I'm on Chapter Three, just finished it. The book is titled "Murder Book," and it's really going to be a great one. I know it. I can feel it. I'm getting all the fluff and stuff out of the way right now. I'm fielding curve balls in my brain and scooping up grounders as they're hit my way...way out in left field somewhere. I'm just really trying to find common ground for some of the characters. I renamed Eoghan Kemp to Eoghan Clark MacRae. I like the Mac names when I talk about Scottish folk. Sorry, I'm so cliche, I know, but it's my damn book. By the way, Eoghan is Gaelic and sounds like "Owen", much like my other character, "Ewan" in "Of Kilted Pleasure," but they are not the same guy; they have similar traits, though.
Chapter Three is a true fluff chapter in this book.
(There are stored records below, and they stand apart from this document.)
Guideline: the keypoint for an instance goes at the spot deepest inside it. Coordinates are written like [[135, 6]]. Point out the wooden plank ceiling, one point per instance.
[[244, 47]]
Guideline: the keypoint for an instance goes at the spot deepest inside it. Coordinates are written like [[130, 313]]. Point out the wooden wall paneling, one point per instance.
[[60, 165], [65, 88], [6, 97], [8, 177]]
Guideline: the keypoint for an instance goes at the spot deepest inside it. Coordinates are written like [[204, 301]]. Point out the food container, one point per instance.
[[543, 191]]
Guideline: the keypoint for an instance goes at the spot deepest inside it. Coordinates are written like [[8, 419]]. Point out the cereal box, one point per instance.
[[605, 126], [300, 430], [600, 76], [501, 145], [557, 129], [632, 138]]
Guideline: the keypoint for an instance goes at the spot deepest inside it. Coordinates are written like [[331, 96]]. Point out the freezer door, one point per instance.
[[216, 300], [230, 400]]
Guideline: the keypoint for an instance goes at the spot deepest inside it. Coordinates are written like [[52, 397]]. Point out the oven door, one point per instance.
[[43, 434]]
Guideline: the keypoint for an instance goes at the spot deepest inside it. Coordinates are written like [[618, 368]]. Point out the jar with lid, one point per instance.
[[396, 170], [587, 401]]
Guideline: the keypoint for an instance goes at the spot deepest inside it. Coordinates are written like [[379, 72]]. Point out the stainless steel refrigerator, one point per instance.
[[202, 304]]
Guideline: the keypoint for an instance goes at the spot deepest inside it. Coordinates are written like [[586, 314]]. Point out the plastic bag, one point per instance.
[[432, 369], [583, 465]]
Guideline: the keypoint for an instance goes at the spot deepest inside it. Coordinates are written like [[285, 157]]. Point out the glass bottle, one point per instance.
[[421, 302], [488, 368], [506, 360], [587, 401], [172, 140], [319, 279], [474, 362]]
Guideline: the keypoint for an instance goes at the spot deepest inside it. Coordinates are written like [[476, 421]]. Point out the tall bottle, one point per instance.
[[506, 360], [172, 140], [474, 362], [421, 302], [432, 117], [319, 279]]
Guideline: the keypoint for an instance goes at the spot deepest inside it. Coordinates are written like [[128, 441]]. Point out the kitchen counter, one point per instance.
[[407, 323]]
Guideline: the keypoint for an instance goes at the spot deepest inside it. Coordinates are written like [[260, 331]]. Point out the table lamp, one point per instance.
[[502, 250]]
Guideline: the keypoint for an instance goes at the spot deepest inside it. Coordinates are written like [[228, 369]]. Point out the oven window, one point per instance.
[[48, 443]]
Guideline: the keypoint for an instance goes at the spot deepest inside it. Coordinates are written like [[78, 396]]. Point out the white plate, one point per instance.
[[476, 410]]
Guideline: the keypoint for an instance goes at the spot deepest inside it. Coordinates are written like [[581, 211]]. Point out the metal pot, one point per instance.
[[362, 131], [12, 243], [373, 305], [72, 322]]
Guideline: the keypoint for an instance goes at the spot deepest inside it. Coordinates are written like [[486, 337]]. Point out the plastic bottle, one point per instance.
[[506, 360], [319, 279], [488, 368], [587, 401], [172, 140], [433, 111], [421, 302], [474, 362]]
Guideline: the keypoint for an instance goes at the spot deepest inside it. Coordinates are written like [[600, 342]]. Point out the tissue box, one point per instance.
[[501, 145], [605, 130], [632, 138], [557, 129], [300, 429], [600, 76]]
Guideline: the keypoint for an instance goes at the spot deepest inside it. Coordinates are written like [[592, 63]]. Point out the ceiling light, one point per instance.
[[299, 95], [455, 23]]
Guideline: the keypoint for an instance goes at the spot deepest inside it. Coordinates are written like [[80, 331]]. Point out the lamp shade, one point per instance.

It is only there to inform the readers about the characters and to give them some clue as to who, why, how, and when things happen, will happen, and so forth. It's a fluffer. I do that. I fluff. I stuff too, and I'll do that after I write the book. I go back over it and stuff, fluff, add, subtract, and do the overhaul using my words. I think I typically add about 1/4 more than I did in the beginning, so it's not too bad, but it's fatter, oilier, and juicy, and it has added flavor. I don't like dull. I don't do dull. Dull is dull. We can't possibly be that way, nope.
If the employment situation (or lack thereof) remains the same, I'll end up writing two or three chapters a day and have the book completed in two weeks. I'll take the next two weeks to tweak it, and then I'll shelve it for when I can pay to have it published. I have about six books in my head that need to come out to play. This is the first of the murder crime novels. I have three that are sitting inside my skull right now, all related. I have to do one first, then the next, but before I can do that sequel, I'll need to do the romance sequel. Before I do that one, I have the story of my life told in an exaggerated fairytale, which may or may not be true, but it is fun, and that's another novel genre completely. I like to keep my options open, you know. I think that one will be just fun. I mean, we find dead people, sure, but who doesn't do that from time to time?
So, that's my summer plan. Do you have one? I should probably start a Go Fund Me for the publishing of these six books. They need to be promoted and produced as soon as they are written, so I'm not pushing them all out at the same time. I'll have to think about that. I'll need to come up with a plan for my plan, as I don't do anything without first planning the plan to do it. I'm redundant, I know. Sue me. So, that's all for today, Chapter Three of Murder Book is complete, and Fergy has been introduced! Who is Fergy? Oh, he's the friend that Nick shot once. You'll love him.